Per quanto riguarda i diversi settori, il rapporto punta il dito innanzitutto sulle lacune nel campo dell’efficienza energetica nell’edilizia (e anche nell’industria), notando che non sono mai stati varati i decreti di attuazione di una misura decisa nel 2006, che prevedeva l’obbligo di installare pannelli fotovoltaici per gli edifici oltre i 1.000 m2, e pannelli solari termici per coprire almeno il 50% del fabbisogno, al momento del rinnovo degli impianti per l’acqua calda e il riscaldamento.
Altro settore in cui l’Italia ha fatto poco è quello dei trasporti. Manca, osserva il rapporto, una vera e ambiziosa politica nazionale per il trasporto sostenibile, basato sulle energie rinnovabili, e non c’è coordinamento fra gli organismi che dovrebbero promuoverla. Non c’è una tassa sulle emissioni di CO2 da parte dei veicoli, né un obiettivo riguarante l’uso delle fonti rinnovabili in questo comparto. L’uso del treno non è sufficientemente promosso, e la manutenzione delle infrastrutture ferroviarie è insufficiente. Quanto alla rottamazione, in Italia gli incentivi sono andati indistintamente a tutte le auto nuove, senza una modulazione che premiasse le vetture meno inquinanti, penalizzando i veicoli che emettono più CO2 (come invece ha fatto la Francia con il suo sistema, definito ‘Bonus-malus’). Da notare, comunque, gli esempi di iniziative volontarie per la mobilità sostenibile che sono state prese a livello locale, in particolare a favore dell’auto elettrica.

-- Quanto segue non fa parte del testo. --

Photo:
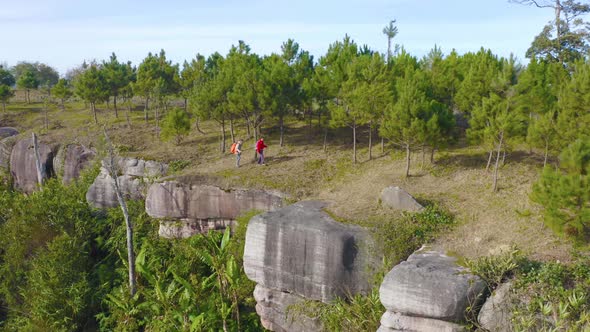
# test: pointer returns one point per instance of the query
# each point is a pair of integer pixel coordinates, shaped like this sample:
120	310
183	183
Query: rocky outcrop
428	292
278	311
300	250
70	160
495	314
22	164
135	175
188	209
399	199
7	132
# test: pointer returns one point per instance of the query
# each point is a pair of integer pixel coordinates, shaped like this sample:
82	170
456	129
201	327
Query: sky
64	33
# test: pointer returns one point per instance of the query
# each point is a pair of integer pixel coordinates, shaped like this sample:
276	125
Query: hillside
457	181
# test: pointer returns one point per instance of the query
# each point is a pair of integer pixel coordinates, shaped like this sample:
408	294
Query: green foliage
564	192
397	239
497	268
176	125
359	313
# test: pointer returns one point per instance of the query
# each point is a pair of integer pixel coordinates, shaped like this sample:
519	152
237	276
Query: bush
176	125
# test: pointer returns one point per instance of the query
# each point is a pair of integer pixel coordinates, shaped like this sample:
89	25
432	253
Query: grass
457	181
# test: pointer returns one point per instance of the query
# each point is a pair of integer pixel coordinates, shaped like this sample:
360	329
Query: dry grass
487	222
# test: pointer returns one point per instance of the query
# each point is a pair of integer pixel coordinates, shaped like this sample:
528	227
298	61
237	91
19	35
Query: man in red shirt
260	149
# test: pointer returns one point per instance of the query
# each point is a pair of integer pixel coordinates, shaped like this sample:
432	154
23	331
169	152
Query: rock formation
135	176
22	164
399	199
188	209
300	252
70	160
428	292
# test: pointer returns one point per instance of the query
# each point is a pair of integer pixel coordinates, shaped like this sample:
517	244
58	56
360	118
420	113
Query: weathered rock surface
391	321
23	167
7	132
399	199
430	284
428	292
302	250
275	309
183	228
71	160
135	176
6	145
495	314
186	201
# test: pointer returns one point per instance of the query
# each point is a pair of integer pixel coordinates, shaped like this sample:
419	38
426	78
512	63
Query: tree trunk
282	128
147	100
546	153
231	129
115	106
93	107
489	160
407	160
370	140
325	139
354	142
40	169
223	135
123	205
495	185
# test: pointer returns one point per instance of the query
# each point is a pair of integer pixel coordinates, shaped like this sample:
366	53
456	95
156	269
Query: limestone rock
7	132
391	321
185	201
23	167
70	160
430	285
495	314
302	250
183	228
399	199
134	177
6	145
275	309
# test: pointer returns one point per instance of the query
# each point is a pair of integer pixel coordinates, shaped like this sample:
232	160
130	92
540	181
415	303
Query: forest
63	264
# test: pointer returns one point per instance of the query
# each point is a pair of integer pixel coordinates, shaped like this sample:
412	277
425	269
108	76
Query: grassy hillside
457	180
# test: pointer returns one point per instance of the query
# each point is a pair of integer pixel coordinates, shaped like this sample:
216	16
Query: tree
565	39
176	125
92	87
405	119
62	91
27	81
564	194
6	93
118	75
6	77
390	31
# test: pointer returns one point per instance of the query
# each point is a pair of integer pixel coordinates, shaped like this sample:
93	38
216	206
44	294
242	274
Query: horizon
57	34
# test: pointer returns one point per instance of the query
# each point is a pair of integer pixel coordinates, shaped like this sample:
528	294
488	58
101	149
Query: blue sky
64	33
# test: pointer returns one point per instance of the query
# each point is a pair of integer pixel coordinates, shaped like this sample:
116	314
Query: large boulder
23	167
177	200
496	312
6	145
300	249
7	132
399	199
134	177
277	311
428	292
70	160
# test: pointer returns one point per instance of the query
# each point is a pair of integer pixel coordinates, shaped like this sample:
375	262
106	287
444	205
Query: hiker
238	152
260	149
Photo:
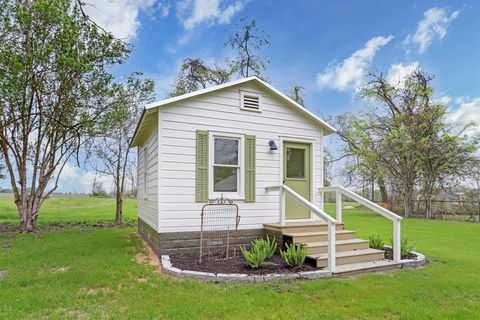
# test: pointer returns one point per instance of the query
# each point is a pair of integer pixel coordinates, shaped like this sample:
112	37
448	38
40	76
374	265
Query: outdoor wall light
272	145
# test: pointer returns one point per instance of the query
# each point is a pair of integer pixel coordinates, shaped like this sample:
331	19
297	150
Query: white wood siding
220	111
148	199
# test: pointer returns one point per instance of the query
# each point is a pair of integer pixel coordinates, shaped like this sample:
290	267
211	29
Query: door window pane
295	163
224	179
226	151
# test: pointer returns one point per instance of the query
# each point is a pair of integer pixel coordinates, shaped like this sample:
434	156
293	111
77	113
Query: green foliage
261	250
295	254
55	86
402	138
375	242
405	246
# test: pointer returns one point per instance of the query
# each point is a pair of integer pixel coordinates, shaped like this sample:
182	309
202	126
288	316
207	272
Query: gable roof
152	107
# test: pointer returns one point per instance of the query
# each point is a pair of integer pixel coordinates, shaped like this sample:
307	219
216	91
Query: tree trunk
383	190
118	207
28	220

Alcune note positive riguardano gli incentivi decisi nel 2007 per la cogenerazione (produzione combinata di calore ed energia elettrica dalla stessa fonte), che però sono giudicati insufficienti, e il sostegno (con tariffe differenziate) alle biomasse, se prodotte localmente. In Agricoltura, infine, non c’è una strategia ecosostenibile per il Paese, ma esistono diverse iniziative volontarie e, dal marzo scorso, anche una legge nazionale, per promuovere i mercati e i prodotti locali (il cosiddetto ‘chilometro zero’) e quelli a denominazione d’origine.
Un’ultima critica, infine, riguarda il fatto che, secondo il rapporto Wwf-Ecofys, non ci sarebbe abbastanza sostegno per l’assistenza alle imprese, affinché capiscano che l’uso della ‘borsa’ delle quote di emissione (il sistema europeo Ets) può essere per loro un’opportunità e non solo un costo. Secondo il rapporto, gli Stati membri con i risultati migliori finora sono la Germania, la Danimarca, l’Irlanda e la Svezia, mentre la maggior parte dei paesi Ue è ‘fuori strada’ rispetto all’obiettivo del 2050, avendo messo in atto solo 1/3 delle misure che sarebbero necessarie già oggi. E gli stessi quattro Stati membri migliori sono arrivati solo a 2/3 dello sforzo richiesto.